Four portraits, no photo: every gospel tells a story

The order of the biblical books is is not accidental but deliberate. The Old Testament ends with prophecy. The New Testament begins with the gospel that puts the greatest stress on Jesus as the fulfilment of prophecy. This is Matthew’s version of the story of Jesus.

The canonical order is almost certainly not the order in which the gospels were written. In a rare instance of near universal academic agreement, biblical scholars think that this sub-genre of ancient biography was invented by Mark: the first person to write a gospel.

The four evangelists, gospel book cover. Photo © Philip Barrington

There is also universal agreement that the gospels of Matthew, Mark and Luke are in some way interrelated. After that scholars begin to part company. The majority think that one key relationship between the gospels is that Matthew and Luke both adapt Mark in different ways. They tidy up his story (and his grammar!) and supplement it with a range of additional stories they value. There are other theories. However, these three gospels are recognisably not only talking about the same person, but telling similar stories about him.

Because of this similarity these three gospels together are often, for convenience’s sake, called the synoptic gospels. The word synoptic means they can be looked at together with a single eye or glance. By contrast John’s gospel tells the story of Jesus in a very different way. He leaves out most of the stories in the first three (for example, there are no exorcisms), and includes some different stories (for example, the weding at Cana). He also offers his own take on the stories he shares with the others, for example, making the feeding of the five thousand the context of a very long sermon.

In all the gospels, there is – in terms of the conventional approach to biography – a disproportionate amount of space given to the final events of Jesus’ life, and especially his last twenty-four hours. The cross casts a long shadow backwards over the earlier chapters. It is clear from the beginning that this is where the story is going.

The scholar who called Mark’s gospel (and the same applies to the others) “a passion narrative with an extended introduction”1 may have been exaggerating, but he catches something of how important the death and resurrection of Jesus is to the telling of his life. The stories are shaped by the ending, and it is the ending of the story that, for believing writer and listener alike, makes Jesus the teacher they need to follow.

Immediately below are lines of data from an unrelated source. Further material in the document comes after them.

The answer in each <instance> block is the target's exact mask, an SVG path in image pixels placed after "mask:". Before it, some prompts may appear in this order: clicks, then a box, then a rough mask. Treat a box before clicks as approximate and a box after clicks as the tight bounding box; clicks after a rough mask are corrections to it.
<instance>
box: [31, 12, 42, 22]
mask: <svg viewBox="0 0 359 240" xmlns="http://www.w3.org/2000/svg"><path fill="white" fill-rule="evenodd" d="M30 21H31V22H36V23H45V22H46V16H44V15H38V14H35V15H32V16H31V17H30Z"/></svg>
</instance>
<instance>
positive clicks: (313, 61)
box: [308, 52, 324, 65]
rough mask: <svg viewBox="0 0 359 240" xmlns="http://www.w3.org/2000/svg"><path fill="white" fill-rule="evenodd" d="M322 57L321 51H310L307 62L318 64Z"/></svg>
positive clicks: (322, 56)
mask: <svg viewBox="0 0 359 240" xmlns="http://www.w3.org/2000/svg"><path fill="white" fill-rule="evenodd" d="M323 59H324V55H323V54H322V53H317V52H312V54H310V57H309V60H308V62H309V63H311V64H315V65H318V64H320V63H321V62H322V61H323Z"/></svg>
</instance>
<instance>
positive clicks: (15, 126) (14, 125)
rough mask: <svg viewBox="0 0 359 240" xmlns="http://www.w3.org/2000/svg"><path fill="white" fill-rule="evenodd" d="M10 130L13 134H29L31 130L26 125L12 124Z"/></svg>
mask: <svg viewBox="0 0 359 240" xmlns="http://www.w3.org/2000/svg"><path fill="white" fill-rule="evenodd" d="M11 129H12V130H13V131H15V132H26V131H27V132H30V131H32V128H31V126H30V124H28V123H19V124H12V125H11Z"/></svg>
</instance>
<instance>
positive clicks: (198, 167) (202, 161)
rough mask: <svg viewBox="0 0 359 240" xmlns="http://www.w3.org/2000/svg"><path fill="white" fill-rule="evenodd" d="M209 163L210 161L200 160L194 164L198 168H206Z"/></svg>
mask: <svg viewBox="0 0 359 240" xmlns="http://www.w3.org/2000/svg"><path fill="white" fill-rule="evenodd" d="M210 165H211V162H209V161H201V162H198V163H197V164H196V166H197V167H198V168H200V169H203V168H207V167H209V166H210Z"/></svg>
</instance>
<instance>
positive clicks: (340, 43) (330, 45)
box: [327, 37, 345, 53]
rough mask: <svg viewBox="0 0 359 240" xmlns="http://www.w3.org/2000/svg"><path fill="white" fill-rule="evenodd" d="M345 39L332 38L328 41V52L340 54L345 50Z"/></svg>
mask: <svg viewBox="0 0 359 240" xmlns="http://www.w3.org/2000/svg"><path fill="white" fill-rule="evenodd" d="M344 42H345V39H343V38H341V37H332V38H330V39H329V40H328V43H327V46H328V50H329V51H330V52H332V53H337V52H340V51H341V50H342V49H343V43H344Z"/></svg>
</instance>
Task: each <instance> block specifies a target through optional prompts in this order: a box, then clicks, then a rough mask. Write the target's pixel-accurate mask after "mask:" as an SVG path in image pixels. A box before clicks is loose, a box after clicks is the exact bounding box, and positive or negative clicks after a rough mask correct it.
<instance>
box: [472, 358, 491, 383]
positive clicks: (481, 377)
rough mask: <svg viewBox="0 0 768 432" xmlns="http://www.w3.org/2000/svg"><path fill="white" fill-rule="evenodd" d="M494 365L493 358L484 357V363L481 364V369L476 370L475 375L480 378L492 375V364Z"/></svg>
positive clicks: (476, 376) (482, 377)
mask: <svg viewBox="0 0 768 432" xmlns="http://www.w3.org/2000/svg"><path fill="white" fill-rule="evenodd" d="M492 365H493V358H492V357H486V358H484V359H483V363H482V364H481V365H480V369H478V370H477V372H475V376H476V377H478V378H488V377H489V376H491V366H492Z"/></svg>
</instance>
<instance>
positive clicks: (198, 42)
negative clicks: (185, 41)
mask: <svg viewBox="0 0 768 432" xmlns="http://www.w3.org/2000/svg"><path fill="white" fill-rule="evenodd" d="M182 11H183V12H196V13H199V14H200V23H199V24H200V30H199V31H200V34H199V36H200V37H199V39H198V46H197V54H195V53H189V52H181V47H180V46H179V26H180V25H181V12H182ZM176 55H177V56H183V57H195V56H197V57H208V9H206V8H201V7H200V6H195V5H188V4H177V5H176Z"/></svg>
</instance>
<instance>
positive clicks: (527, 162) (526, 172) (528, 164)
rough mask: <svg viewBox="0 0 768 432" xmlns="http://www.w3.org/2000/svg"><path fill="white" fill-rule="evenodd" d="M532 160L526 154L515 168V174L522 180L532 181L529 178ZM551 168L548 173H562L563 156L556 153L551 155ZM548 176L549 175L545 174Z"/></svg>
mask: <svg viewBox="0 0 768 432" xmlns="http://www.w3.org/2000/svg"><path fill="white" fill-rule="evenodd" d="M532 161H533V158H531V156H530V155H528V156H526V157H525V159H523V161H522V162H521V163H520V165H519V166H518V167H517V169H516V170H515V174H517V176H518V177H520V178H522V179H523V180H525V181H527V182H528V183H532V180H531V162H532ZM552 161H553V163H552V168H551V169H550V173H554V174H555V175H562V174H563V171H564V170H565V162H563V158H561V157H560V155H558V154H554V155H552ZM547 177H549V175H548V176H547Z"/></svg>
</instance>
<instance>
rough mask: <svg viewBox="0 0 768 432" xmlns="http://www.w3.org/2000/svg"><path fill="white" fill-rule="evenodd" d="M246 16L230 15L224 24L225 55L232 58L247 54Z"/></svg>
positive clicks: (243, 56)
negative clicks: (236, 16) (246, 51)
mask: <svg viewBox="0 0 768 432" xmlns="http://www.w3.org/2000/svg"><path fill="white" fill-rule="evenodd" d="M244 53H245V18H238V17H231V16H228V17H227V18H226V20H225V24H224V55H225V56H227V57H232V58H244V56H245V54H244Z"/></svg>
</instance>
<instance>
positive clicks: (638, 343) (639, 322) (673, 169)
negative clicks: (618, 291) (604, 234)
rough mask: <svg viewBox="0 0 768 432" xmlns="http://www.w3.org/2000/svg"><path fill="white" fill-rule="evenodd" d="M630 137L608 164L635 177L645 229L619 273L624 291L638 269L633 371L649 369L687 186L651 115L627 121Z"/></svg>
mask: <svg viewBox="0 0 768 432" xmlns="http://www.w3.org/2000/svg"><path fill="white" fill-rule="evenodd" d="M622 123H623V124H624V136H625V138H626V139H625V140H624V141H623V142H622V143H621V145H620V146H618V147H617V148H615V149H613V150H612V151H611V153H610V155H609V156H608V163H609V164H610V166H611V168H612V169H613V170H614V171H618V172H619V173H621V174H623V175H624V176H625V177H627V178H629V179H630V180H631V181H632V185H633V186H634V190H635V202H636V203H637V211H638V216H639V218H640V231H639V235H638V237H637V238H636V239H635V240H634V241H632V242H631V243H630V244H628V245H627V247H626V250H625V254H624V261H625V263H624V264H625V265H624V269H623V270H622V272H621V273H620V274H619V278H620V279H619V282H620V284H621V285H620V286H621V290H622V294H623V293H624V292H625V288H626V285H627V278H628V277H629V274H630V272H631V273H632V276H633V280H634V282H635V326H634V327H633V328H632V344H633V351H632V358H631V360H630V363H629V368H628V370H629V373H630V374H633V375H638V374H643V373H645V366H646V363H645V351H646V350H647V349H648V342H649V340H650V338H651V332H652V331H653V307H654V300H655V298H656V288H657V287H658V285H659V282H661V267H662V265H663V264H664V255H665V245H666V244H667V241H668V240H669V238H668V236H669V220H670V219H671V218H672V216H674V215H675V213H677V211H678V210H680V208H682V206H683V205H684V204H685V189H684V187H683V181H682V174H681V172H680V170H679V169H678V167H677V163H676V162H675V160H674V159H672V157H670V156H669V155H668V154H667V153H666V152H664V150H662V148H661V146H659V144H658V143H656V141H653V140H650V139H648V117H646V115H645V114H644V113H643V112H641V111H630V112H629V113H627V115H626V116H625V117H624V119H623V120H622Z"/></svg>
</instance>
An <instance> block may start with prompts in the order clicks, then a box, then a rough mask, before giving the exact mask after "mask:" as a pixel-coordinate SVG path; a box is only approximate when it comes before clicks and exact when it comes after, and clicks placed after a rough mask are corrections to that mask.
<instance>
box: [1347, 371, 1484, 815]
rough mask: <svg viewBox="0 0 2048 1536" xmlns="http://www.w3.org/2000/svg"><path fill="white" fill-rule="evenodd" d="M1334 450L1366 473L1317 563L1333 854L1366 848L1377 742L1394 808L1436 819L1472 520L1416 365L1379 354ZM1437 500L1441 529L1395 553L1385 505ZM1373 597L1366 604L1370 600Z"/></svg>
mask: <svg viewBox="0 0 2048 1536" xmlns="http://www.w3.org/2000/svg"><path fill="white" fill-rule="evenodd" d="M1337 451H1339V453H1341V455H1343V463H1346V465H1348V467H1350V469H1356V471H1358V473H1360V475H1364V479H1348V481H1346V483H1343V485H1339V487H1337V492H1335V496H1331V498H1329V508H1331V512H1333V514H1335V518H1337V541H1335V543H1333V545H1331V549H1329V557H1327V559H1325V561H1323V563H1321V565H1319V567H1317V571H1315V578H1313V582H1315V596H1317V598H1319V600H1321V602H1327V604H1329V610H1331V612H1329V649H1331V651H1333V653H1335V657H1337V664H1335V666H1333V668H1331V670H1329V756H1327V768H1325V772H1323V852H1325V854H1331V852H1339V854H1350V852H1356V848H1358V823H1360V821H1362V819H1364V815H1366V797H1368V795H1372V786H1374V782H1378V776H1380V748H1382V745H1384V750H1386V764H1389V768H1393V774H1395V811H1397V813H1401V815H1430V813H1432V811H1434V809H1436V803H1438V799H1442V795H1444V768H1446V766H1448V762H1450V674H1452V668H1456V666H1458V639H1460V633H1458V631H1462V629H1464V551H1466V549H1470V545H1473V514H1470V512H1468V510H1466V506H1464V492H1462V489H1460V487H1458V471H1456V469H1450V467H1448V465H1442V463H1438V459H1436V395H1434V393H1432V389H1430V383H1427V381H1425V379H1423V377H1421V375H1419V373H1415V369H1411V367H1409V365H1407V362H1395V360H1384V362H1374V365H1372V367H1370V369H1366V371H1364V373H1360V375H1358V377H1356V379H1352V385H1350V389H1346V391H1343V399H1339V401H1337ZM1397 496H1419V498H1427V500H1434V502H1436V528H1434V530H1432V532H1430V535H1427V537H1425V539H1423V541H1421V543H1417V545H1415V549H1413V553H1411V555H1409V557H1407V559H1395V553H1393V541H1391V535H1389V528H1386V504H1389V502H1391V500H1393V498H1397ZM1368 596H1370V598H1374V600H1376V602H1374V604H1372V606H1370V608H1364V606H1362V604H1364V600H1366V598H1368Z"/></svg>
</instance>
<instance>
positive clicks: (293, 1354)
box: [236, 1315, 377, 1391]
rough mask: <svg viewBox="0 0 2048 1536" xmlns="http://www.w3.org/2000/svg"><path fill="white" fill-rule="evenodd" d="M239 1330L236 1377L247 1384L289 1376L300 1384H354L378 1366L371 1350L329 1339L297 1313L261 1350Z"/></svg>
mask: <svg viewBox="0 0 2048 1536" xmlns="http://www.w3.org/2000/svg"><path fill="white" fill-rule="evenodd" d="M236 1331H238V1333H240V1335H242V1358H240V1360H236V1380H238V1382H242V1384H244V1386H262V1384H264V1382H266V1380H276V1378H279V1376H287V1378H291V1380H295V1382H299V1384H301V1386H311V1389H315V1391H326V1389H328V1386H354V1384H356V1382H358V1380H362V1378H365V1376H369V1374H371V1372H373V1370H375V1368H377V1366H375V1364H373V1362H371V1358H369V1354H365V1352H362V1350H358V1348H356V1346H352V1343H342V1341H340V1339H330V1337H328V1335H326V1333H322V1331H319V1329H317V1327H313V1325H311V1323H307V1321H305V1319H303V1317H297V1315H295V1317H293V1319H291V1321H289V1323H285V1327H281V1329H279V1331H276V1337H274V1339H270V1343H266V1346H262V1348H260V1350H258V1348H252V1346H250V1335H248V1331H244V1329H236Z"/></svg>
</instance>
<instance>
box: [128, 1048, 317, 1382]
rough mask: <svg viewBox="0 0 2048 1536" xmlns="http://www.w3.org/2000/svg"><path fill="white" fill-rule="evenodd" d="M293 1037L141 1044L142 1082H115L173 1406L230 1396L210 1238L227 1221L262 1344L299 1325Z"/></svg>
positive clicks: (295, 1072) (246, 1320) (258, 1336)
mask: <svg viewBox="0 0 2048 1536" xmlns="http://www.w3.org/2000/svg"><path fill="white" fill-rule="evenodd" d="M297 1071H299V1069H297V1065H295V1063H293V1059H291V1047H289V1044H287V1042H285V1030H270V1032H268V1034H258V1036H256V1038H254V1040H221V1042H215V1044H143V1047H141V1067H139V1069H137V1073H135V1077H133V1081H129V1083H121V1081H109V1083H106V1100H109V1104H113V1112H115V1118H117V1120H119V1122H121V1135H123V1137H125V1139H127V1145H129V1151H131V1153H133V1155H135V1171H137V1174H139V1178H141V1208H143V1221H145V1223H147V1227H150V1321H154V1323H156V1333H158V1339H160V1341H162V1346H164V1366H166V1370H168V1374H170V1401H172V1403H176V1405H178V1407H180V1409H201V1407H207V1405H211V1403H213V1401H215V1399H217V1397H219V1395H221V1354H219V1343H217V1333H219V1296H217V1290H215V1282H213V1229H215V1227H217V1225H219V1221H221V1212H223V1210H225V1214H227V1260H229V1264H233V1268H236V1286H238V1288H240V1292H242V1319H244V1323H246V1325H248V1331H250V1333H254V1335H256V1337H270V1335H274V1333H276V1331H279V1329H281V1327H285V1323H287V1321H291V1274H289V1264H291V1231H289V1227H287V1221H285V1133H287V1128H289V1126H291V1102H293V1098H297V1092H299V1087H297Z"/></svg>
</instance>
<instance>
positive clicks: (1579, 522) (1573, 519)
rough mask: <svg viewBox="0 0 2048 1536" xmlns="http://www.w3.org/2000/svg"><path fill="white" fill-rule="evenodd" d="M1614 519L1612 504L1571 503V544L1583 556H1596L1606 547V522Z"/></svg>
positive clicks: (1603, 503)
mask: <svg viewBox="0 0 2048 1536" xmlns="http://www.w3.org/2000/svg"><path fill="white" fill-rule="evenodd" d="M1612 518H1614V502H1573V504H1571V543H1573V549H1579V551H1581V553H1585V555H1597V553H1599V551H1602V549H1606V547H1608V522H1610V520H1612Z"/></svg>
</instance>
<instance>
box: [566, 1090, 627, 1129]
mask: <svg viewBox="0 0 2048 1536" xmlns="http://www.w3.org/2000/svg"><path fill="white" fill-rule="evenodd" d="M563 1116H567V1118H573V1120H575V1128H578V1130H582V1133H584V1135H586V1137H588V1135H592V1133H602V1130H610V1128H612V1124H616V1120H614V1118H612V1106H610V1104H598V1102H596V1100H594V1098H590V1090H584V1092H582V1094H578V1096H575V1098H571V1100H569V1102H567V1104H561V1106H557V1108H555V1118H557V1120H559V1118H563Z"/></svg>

It is the ending that makes it “gospel”.

The gospel reading dominates the lectionary,2 and gives the lectionary its three year shape. Each of the synoptic accounts gets a lectionary year to tell the story of Jesus, and John’s gospel is used to supplement them at the main festivals, and also to fill out the lectionary year when Mark, the shortest gospel, is being read. This approach draws on a very old tradition of reading and preaching through one key book of the bible at a time,3 and combines it with the present understanding of the gospels as interrelated but distinctive.

Each gospel writer has their own emphases, and being aware of these can help the reader appreciate how a particular story is being told. The sense that there is one story being told in different ways is reflected in the traditional titles given to each gospel. We read “The gospel according to …”: one gospel, four diverse ways of expressing it. We have different and distinctive versions of the story from particular writers with their own theological beliefs and concerns.

As it stands, the text of each gospel manuscript does not include an author’s name. Whether they were written by the person whose name very quickly became associated with each, or at least had a connection with that person’s work, gives scholars something to write learned articles and books about. For the purposes of this blog series, however, I am simply going to use the received names for the gospel writers without much discussion of exactly what relationship each text has with its traditional author.

Notes

  1. A German scholar called Martin Kähler, in a now out-of-print book published in 1892.

  2. See this post for a longer discussion of how the lectionary is organised.

  3. Many of the early Christian teachers like St Augustine produced major sermon commentaries in this way.